Cardiometabolic screen
Repeat every 1–3 years: OGTT (preferred), lipids, BP, BMI/waist circumference.
Heavy menstrual bleeding persisting >6 months
Investigate to exclude endometrial cancer — earlier if additional risk factors. PCOS alone raises endometrial cancer risk.
Screen mental health at each review
Depression, anxiety, eating disorders, body image — high prevalence in PCOS.
Metabolic and cardiovascular
Type 2 diabetes / impaired glucose tolerance
Risk increased regardless of BMI. 75 g OGTT is the most accurate screening test. Reassess every 1–3 years based on risk. Screen all women with T1DM or T2DM for PCOS.
Cardiovascular disease
PCOS is an independent CVD risk factor.
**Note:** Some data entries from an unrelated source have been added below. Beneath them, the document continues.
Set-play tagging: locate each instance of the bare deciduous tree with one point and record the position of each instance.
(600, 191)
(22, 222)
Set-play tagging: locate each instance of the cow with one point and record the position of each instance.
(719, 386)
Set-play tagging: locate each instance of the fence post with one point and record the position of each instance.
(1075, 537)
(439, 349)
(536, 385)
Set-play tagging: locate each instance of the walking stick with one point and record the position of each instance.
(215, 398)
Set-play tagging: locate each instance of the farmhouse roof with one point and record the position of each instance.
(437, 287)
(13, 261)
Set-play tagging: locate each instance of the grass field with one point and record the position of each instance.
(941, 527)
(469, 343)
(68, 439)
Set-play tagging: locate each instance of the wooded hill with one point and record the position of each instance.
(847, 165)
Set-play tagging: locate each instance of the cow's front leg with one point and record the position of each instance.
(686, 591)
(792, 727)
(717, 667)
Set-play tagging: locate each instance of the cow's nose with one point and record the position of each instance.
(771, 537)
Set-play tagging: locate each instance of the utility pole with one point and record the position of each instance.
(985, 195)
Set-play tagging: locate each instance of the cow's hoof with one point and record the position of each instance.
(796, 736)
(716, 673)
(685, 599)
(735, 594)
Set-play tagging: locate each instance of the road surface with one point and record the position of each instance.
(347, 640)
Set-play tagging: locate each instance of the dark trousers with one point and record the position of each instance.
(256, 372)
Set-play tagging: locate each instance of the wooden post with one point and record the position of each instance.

Lipid profile at diagnosis regardless of age/BMI. BP annually and when planning pregnancy. Overall premenopausal absolute CVD risk remains low.
MASLD (formerly NAFLD)
Driven by obesity, insulin resistance, and hyperandrogenism.
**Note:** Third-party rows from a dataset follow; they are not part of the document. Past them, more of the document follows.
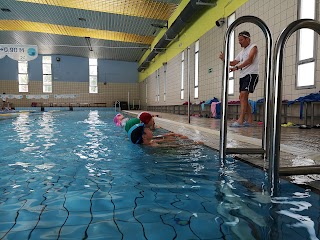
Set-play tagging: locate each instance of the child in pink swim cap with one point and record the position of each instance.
(120, 120)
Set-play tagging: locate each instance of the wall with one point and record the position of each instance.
(70, 76)
(276, 14)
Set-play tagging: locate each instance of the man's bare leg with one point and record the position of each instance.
(244, 106)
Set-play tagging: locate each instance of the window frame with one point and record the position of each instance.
(23, 73)
(311, 60)
(93, 88)
(231, 82)
(45, 84)
(182, 76)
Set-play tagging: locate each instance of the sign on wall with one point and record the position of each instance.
(19, 52)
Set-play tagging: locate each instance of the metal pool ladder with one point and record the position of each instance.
(224, 96)
(116, 103)
(274, 119)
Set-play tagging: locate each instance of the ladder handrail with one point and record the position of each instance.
(115, 105)
(276, 97)
(224, 93)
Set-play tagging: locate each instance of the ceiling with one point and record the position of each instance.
(119, 30)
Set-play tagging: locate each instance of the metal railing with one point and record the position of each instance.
(224, 96)
(116, 103)
(275, 98)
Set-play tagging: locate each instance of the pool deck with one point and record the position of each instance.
(300, 148)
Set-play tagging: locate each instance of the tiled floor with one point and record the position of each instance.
(299, 147)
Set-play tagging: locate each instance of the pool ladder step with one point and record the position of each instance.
(245, 151)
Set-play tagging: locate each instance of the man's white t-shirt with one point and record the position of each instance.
(4, 98)
(253, 68)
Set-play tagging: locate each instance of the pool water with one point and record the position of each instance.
(75, 175)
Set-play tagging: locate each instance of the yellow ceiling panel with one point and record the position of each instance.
(138, 8)
(17, 25)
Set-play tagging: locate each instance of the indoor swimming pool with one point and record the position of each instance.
(75, 175)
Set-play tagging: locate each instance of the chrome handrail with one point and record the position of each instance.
(276, 98)
(115, 105)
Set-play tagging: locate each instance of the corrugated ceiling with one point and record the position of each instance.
(119, 30)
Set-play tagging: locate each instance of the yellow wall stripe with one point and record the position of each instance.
(138, 8)
(17, 25)
(192, 34)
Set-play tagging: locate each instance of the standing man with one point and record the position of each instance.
(247, 62)
(4, 101)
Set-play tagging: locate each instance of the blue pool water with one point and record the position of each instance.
(75, 175)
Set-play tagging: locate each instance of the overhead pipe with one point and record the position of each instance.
(185, 17)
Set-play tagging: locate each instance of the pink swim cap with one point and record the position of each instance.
(116, 119)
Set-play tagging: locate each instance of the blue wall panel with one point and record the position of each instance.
(8, 69)
(73, 69)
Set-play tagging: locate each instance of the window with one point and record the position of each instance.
(146, 91)
(93, 75)
(23, 76)
(157, 85)
(231, 19)
(196, 70)
(182, 76)
(46, 74)
(164, 81)
(306, 47)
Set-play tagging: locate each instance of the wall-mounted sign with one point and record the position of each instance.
(19, 52)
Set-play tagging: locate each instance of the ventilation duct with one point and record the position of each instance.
(185, 17)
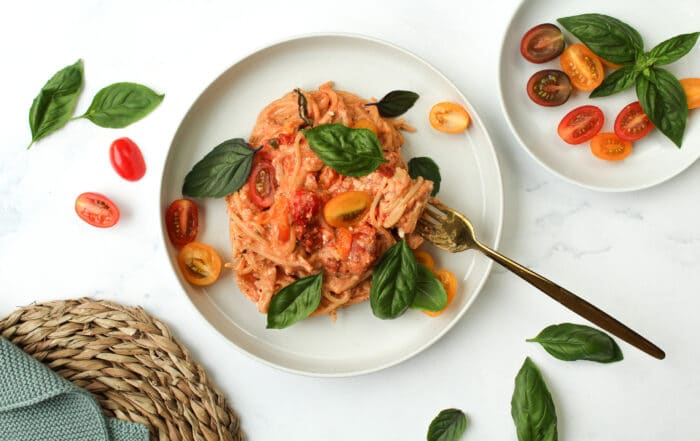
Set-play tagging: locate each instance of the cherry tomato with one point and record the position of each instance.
(449, 117)
(581, 124)
(199, 263)
(542, 43)
(97, 210)
(127, 160)
(609, 147)
(632, 123)
(583, 68)
(262, 183)
(549, 87)
(182, 222)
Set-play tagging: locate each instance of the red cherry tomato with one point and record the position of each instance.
(97, 210)
(127, 159)
(182, 222)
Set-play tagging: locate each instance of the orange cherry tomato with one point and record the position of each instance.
(449, 117)
(449, 282)
(199, 263)
(610, 147)
(583, 68)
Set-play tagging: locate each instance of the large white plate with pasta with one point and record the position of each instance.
(357, 342)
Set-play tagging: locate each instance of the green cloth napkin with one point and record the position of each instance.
(39, 405)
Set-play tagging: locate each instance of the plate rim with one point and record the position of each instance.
(499, 206)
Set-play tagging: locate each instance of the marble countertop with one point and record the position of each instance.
(636, 255)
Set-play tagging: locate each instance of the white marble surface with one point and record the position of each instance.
(635, 255)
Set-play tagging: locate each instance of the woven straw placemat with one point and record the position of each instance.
(130, 362)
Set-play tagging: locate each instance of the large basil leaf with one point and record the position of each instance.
(350, 152)
(532, 407)
(607, 37)
(121, 104)
(663, 100)
(430, 293)
(428, 169)
(394, 282)
(294, 302)
(448, 425)
(54, 105)
(569, 342)
(672, 49)
(221, 172)
(617, 81)
(395, 103)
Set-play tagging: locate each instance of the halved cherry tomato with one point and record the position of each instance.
(97, 210)
(182, 222)
(449, 282)
(127, 160)
(581, 124)
(549, 87)
(449, 117)
(691, 87)
(199, 263)
(632, 123)
(582, 66)
(262, 183)
(542, 43)
(609, 147)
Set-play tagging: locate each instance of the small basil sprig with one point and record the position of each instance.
(294, 302)
(532, 407)
(569, 342)
(428, 169)
(395, 103)
(221, 172)
(54, 105)
(448, 425)
(350, 152)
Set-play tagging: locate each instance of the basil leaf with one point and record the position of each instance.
(294, 302)
(663, 100)
(394, 282)
(674, 48)
(350, 152)
(53, 106)
(607, 37)
(428, 169)
(121, 104)
(617, 81)
(430, 293)
(532, 407)
(395, 103)
(448, 425)
(221, 172)
(569, 342)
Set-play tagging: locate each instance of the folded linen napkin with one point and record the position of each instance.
(39, 405)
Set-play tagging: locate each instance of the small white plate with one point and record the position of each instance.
(655, 158)
(357, 342)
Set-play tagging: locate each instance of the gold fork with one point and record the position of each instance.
(453, 232)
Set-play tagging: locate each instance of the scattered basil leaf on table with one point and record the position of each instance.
(569, 342)
(394, 282)
(448, 425)
(350, 152)
(294, 302)
(395, 103)
(221, 172)
(54, 105)
(121, 104)
(532, 407)
(428, 169)
(430, 293)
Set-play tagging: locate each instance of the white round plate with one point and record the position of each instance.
(357, 342)
(655, 158)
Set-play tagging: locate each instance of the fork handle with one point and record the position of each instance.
(576, 304)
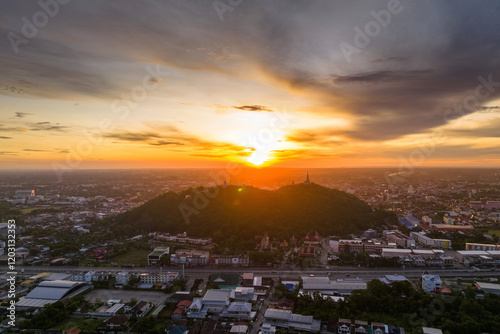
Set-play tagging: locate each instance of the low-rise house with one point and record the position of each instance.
(238, 310)
(344, 326)
(361, 327)
(244, 294)
(141, 309)
(117, 322)
(287, 319)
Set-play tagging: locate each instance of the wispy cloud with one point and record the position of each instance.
(255, 107)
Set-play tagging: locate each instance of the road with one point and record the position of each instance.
(333, 271)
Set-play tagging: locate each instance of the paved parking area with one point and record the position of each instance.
(126, 295)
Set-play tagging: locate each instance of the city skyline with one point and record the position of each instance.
(290, 84)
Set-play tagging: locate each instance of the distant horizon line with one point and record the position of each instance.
(248, 167)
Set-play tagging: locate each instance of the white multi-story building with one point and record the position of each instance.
(167, 277)
(431, 283)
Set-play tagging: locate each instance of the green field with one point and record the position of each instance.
(86, 325)
(137, 257)
(29, 210)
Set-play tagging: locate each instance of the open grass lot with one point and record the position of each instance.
(137, 257)
(229, 278)
(126, 295)
(86, 325)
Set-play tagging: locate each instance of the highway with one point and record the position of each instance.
(332, 271)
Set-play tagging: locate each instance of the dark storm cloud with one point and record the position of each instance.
(425, 60)
(47, 126)
(22, 114)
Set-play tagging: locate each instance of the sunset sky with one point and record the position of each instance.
(106, 84)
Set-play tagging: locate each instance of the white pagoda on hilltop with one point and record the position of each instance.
(307, 181)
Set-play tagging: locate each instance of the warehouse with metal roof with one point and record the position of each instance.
(49, 292)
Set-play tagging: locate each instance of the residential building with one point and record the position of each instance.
(214, 302)
(390, 279)
(287, 319)
(344, 326)
(361, 327)
(493, 205)
(122, 278)
(247, 279)
(140, 309)
(190, 257)
(488, 287)
(324, 286)
(430, 283)
(152, 278)
(399, 239)
(244, 294)
(484, 247)
(230, 260)
(422, 239)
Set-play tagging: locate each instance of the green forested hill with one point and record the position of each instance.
(234, 215)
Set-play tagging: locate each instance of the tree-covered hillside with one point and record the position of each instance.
(234, 215)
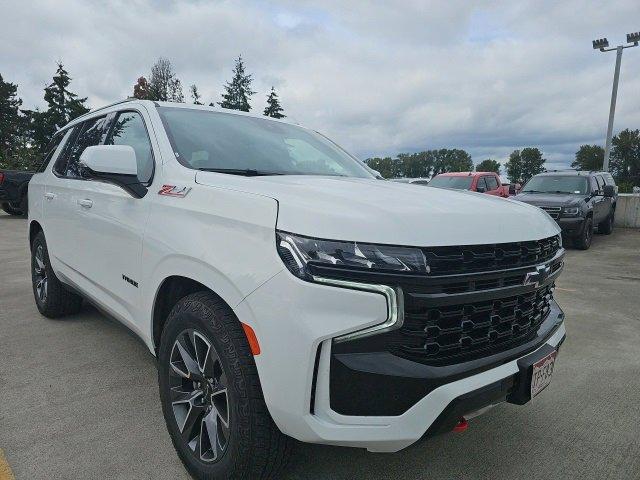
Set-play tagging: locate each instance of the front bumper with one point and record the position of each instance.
(295, 322)
(571, 226)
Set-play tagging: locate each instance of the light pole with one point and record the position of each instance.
(602, 44)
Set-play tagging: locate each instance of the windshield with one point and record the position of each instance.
(217, 141)
(461, 183)
(557, 184)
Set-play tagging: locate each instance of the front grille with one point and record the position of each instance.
(454, 333)
(479, 258)
(554, 212)
(476, 301)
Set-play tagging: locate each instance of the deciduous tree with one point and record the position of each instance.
(9, 119)
(488, 165)
(589, 157)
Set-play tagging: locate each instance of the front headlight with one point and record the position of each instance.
(570, 211)
(300, 253)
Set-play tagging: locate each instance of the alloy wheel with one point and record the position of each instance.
(199, 395)
(40, 275)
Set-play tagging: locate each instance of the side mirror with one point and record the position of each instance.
(609, 191)
(114, 164)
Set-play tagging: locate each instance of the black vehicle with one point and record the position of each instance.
(13, 191)
(579, 201)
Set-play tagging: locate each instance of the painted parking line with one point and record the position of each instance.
(5, 469)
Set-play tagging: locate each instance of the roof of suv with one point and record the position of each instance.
(180, 105)
(464, 174)
(566, 173)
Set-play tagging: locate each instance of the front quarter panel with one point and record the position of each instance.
(219, 237)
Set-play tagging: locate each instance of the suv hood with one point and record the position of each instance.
(379, 211)
(550, 199)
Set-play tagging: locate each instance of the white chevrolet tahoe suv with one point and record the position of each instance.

Reproductive & gynaecological
Subfertility
Anovulation is the major contributor. Conception can still occur with infrequent menstruation — contraception still needed if not desired.
High-risk pregnancy
Increased risk of: higher gestational weight gain, miscarriage, gestational diabetes, hypertensive disorders/preeclampsia, intrauterine growth restriction, preterm delivery, caesarean section.
Endometrial cancer
Markedly increased risk premenopausally — absolute risk remains low. Routine screening not recommended. Additional risk factors: long-standing untreated amenorrhoea, higher weight, T2DM, persistent thickened endometrium. Prevention: cycle regulation, weight management, regular progestogen therapy.
Sleep & psychological
Obstructive sleep apnoea
Higher prevalence independent of BMI. Screen for symptoms (snoring + unrefreshed sleep + daytime sleepiness/fatigue) using validated tools (e.g., Berlin questionnaire). Formal sleep study required for diagnosis.
Depression and anxiety
High prevalence of moderate-to-severe symptoms in adults and adolescents. Screen using regionally validated tools (e.g., PHQ-9, GAD-7). Screen at diagnosis and repeat based on clinical judgement and life events.
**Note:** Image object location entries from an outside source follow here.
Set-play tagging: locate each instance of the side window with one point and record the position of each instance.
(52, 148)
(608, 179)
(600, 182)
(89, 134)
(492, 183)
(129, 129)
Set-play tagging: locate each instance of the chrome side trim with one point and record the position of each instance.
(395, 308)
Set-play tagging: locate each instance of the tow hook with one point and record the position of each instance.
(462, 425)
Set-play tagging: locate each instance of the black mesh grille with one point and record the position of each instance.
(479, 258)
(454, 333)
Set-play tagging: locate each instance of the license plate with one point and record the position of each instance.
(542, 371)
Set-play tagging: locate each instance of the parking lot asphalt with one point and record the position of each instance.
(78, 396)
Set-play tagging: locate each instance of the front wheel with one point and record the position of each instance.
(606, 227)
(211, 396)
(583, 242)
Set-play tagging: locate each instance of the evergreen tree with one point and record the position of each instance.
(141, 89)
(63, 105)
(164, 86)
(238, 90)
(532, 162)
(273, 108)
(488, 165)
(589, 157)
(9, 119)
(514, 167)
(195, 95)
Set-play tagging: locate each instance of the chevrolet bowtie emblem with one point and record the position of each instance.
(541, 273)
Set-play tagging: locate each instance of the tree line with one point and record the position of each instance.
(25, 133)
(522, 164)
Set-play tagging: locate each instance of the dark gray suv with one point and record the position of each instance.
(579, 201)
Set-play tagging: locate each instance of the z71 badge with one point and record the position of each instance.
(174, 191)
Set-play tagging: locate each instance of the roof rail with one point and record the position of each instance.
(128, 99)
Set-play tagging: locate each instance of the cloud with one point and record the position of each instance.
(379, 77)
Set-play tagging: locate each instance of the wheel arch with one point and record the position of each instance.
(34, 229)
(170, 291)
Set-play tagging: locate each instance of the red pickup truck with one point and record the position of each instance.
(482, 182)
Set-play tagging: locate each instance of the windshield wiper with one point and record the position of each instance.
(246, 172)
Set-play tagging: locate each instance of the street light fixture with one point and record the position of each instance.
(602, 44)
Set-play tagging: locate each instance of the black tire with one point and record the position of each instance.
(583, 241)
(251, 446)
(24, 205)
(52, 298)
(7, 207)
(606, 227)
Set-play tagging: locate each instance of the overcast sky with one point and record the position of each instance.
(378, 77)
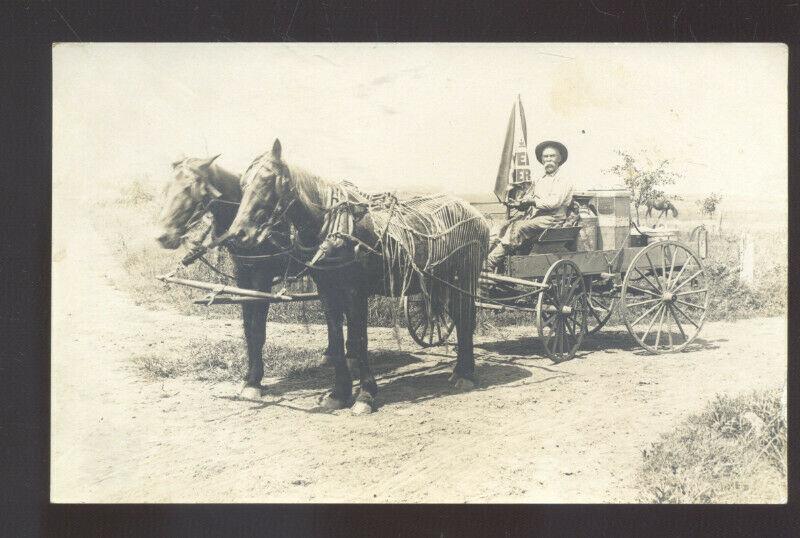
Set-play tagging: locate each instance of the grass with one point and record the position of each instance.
(732, 452)
(125, 218)
(215, 360)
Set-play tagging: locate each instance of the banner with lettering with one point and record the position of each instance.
(514, 173)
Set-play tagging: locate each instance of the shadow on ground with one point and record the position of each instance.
(402, 377)
(605, 341)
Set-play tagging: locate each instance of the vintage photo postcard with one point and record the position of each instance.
(419, 273)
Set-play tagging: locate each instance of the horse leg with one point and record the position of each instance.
(462, 310)
(334, 327)
(254, 317)
(343, 384)
(357, 349)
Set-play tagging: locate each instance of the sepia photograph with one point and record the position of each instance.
(419, 273)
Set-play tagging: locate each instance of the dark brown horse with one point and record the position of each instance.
(660, 204)
(199, 186)
(275, 191)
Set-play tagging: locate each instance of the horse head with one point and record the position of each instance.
(186, 196)
(267, 195)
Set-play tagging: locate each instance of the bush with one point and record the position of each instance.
(732, 452)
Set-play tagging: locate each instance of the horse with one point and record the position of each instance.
(274, 191)
(199, 186)
(660, 204)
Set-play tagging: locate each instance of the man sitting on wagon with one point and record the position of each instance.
(544, 204)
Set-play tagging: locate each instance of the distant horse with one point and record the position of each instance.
(660, 204)
(274, 190)
(199, 186)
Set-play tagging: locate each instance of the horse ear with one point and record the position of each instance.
(207, 162)
(212, 190)
(180, 159)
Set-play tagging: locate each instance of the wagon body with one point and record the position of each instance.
(658, 289)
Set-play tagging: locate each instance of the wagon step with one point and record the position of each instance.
(214, 299)
(512, 280)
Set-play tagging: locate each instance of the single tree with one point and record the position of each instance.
(643, 177)
(709, 204)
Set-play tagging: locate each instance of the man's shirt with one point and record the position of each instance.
(551, 195)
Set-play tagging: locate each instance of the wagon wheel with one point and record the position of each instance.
(601, 307)
(425, 331)
(562, 310)
(670, 286)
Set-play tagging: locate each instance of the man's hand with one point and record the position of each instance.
(544, 221)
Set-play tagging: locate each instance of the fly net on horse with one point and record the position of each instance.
(437, 238)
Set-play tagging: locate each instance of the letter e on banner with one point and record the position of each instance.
(522, 174)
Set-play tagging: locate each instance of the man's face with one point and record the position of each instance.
(551, 159)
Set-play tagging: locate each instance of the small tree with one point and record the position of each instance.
(708, 205)
(643, 178)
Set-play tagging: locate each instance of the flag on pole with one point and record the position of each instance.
(514, 174)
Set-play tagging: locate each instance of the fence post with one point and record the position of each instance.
(746, 259)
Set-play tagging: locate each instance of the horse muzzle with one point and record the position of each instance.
(169, 240)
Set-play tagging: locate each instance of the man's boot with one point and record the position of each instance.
(495, 256)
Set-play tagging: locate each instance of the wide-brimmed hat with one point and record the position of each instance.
(562, 149)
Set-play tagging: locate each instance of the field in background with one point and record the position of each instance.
(126, 218)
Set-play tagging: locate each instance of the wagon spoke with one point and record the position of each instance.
(693, 291)
(571, 292)
(672, 267)
(647, 312)
(678, 323)
(669, 330)
(696, 326)
(644, 276)
(690, 304)
(682, 284)
(683, 268)
(646, 301)
(644, 291)
(660, 325)
(652, 267)
(551, 319)
(571, 329)
(650, 326)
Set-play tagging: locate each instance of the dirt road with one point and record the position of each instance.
(534, 431)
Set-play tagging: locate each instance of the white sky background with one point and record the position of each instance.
(420, 115)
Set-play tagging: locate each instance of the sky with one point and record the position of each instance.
(423, 116)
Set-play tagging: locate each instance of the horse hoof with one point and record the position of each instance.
(250, 393)
(464, 384)
(329, 402)
(361, 408)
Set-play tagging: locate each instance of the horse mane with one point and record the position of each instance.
(313, 190)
Eating disorders / disordered eating
Consider regardless of weight, especially in the context of weight management and lifestyle interventions.
Body image, quality of life, psychosexual function
Negative impact on body image common. Multiple factors influence psychosexual function: higher weight, hirsutism, mood disorders, infertility, medications.
Risks in relatives
Fathers and brothers of women with PCOS may have increased prevalence of metabolic syndrome, T2DM, and hypertension. Cardiometabolic risk in female first-degree relatives remains inconclusive. First-degree relatives should be aware of the increased diabetes risk and consider regular glycaemic assessment.
When to refer
Diagnostic uncertainty
Adolescents with features but not meeting criteria — label "at risk" and consider specialist input.
Refractory hirsutism
Not responding to antiandrogen therapy after 6–12 months.
Virilisation / rapid hirsutism
URGENT — androgen-secreting tumour evaluation.
Fertility treatment
Letrozole first-line; specialist-initiated.
Complex metabolic care
Poorly controlled T2DM, severe dyslipidaemia, bariatric surgery consideration.
Endometrial cancer suspected
Heavy bleeding not responding to 6 months of therapy.